On May 21, 1856, Henry C. Pate participated with a posse of 750 pro-slavery forces in the sacking of Lawrence, which destroyed the Free State Hotel, two abolitionist newspaper offices and their printing presses. They also looted throughout the village. The next day, Congressman Preston Brooks from South Carolina physically attacked Senator Charles Sumner of Massachusetts in the Senate chambers with a cane. He continued hitting after the senator was bleeding and unconscious. After that, a band of men, led by John Brown and comrade Captain Shore, executed five proslavery men with broadswords at Pottawatomie Creek. Brown's men let Jerome Glanville and James Harris return home to the cabin of Harris. This incident became known as the Pottawatomie Massacre.

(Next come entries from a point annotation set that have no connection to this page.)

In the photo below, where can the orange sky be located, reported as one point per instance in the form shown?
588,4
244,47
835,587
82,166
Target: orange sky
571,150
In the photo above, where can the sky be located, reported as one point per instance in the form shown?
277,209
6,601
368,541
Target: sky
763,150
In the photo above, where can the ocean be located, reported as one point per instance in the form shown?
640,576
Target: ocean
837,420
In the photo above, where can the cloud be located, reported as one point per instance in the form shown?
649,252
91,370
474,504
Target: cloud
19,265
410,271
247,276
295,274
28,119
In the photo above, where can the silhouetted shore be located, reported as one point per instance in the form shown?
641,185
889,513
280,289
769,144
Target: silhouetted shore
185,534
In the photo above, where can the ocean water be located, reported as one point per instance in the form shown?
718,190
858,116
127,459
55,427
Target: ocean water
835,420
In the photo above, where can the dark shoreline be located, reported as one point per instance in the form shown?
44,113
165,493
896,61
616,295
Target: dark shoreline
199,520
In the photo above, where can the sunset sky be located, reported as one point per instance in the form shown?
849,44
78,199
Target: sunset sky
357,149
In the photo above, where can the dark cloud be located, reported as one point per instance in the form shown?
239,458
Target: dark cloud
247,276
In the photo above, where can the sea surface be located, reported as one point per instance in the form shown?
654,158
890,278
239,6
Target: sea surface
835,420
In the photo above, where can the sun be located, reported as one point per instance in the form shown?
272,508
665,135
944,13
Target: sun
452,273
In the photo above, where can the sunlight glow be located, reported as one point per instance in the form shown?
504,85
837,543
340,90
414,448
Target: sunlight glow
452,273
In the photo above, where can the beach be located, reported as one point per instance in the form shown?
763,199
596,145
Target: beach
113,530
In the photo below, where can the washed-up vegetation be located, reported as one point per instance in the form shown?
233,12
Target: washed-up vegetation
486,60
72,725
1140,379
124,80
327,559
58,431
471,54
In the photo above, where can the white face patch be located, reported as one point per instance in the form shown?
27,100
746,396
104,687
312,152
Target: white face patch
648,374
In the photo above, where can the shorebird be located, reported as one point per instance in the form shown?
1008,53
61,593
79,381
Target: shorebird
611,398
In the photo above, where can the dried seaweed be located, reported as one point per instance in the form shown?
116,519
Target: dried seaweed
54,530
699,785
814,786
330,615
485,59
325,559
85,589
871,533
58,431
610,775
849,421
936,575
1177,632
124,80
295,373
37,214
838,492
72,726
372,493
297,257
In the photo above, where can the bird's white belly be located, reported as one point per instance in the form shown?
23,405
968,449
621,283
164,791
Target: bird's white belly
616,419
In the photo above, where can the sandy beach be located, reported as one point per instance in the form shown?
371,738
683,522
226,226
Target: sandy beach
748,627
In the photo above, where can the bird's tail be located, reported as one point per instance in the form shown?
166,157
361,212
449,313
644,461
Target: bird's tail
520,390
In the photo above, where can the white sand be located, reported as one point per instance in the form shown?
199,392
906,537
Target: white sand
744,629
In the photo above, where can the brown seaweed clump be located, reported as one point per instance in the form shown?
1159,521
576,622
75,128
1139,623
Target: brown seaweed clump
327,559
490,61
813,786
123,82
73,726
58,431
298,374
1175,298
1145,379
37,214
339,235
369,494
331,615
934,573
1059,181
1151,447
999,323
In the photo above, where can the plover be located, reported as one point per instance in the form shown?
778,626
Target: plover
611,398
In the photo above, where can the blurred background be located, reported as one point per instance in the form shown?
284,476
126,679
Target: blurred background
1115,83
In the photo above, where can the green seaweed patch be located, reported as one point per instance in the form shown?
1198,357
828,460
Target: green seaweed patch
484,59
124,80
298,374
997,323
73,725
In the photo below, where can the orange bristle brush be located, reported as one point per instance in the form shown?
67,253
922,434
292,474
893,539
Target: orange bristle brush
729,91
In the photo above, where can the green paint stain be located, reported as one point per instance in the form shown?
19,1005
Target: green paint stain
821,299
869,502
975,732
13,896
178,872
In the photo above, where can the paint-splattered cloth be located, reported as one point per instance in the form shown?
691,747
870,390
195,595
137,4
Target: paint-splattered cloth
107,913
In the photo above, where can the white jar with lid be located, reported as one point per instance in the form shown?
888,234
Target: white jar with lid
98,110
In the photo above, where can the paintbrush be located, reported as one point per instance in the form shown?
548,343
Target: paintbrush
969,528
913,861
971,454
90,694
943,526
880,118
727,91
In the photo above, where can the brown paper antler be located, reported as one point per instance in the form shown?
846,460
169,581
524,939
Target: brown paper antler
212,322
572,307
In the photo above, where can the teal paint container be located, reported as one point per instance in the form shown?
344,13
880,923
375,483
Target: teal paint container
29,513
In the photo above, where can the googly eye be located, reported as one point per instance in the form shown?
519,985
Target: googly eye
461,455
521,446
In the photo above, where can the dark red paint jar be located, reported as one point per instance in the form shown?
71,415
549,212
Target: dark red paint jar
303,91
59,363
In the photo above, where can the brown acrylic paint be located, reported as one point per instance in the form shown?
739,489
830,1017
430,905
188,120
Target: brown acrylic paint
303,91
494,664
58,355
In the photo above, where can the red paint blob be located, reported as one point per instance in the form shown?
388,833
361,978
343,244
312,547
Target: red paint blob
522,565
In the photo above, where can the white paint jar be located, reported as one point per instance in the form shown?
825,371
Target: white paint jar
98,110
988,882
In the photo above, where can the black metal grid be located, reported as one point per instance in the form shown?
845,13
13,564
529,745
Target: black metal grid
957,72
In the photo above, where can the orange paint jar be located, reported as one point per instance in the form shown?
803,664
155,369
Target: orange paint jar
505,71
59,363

Following the massacre, three anti-slavery men were taken prisoner, including two of John Brown's sons.
On June 2, 1856 Brown and 29 others met Henry Pate and fought the battle of Black Jack. This started after Brown's two sons were captured and held prisoner by Pate. The five-hour battle went in Brown's favor and Pate and 22 of his followers were captured and held for ransom. Brown agreed to release them as long as they released Brown's sons.
Some historians consider the Battle of Black Jack to be the first true battle of the American Civil War. The “official” event that is cited as the beginning of the war is the attack on Fort Sumter in Charleston, South Carolina, by Confederate troops on April 12, 1861.